Permettez-moi de remercier Clint Bruce pour son article sur l’Ile Georges dans le no. 19 du 16 octobre du Courrier de la N-É.

Accompagné de ses étudiants et avec sa facilité de raconteur, il nous livre un bon résumé de l’histoire de l’Ile et de son importance pour les Acadiens . Il a bien raison de souligner le fait que les guides ne sont pas souvent à la hauteur de la connaissance de l’histoire de l’Acadie qui lui ferait honneur .


J’ai eu le privilège de faire la visite organisée par les Amis de Grand-Pré le 6 août 2019 et n’eut été des interventions de Sally Ross et de Susan Surette-Draper, la visite aurait souffert de renseignements et de contexte historique nécessaires.


Comme je l’ai signalé à Parcs Canada, leurs interventions concernant l’Ile Georges auraient avantage à faire référence au Monument de l’Odyssée acadienne installé sur le front de mer à Halifax dans le grand stationnement au pied de la rue Morris depuis le 28 juillet 2005, jour anniversaire de la signature de l’acte de Déportation par Charles Lawrence pour le Grand Conseil de la Nouvelle-Écosse.


À côté du monument, vous regardez l’Ïle en face. En complément de l’article de Clint Bruce je vous cite le texte attaché au monument de l’Odyssée acadienne : C’est à Halifax le 28 juillet 1755 que le Conseil de la Nouvelle- Écosse prend la décision d’expulser la population acadienne de la colonie. Au cours de la décennie suivante, l’Ile Georges (petite ïle dans le havre) sert de prison pour des centaines d’Acadiens à la fois. Les représentants de la population acadienne ayant plaidé la cause des leurs devant le Conseil en juillet 1755 en sont les premiers prisonniers.

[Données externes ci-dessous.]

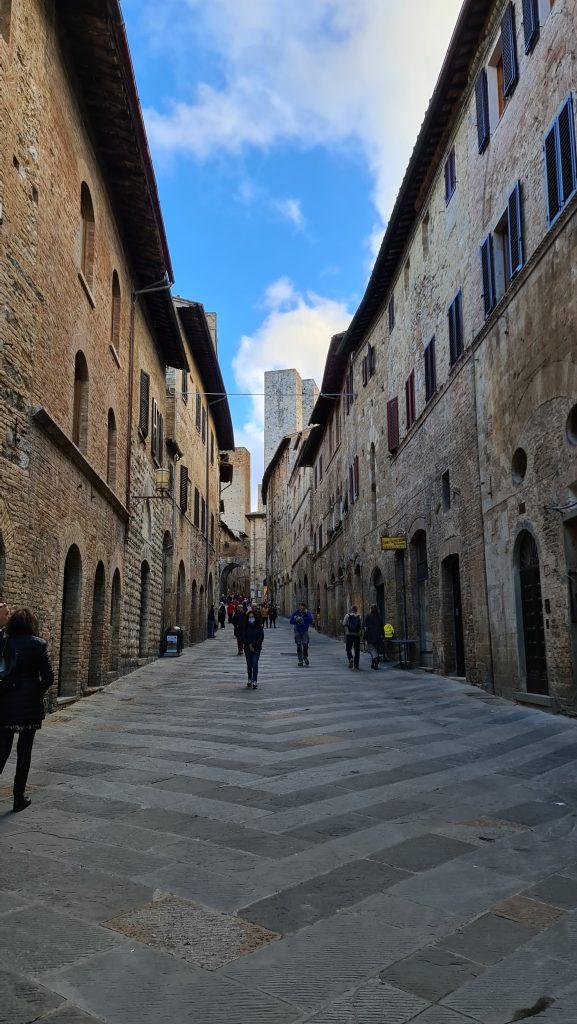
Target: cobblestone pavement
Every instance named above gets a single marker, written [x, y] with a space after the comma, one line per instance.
[336, 847]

Le lieutenant-gouverneur Lawrence décrit l’île comme « le lieu le plus sûr » et il n’est pas rare que des partisants acadiens ayant pris part à la résistance s’y retrouvent. Les installations de l’îsle sont inadéquates et les conditions de détention terribles. Lors de la dernière tentative de déportation massive en 1762, plus de 600 prisonniers sont transportés à Boston. Le Massachusetts refuse de les accepter et les navires doivent remettre le cap sur Halifax.


La politique de la Déportation prend fin en 1764 et le gouvernement fait en sorte que le peuple acadien revenant s’établir en Nouvelle-Écosse soit éparpillé sur le territoire. En Nouvelle-Écosse, la nouvelle Acadie se retrouve, bien vivante, dans des communautés comme Clare, Argyle, Chéticamp, Isle-Madame et Pomquet.


Merci de votre bienveillant accueil de mes propos et longue vie au Courrier de la Nouvelle-Écosse.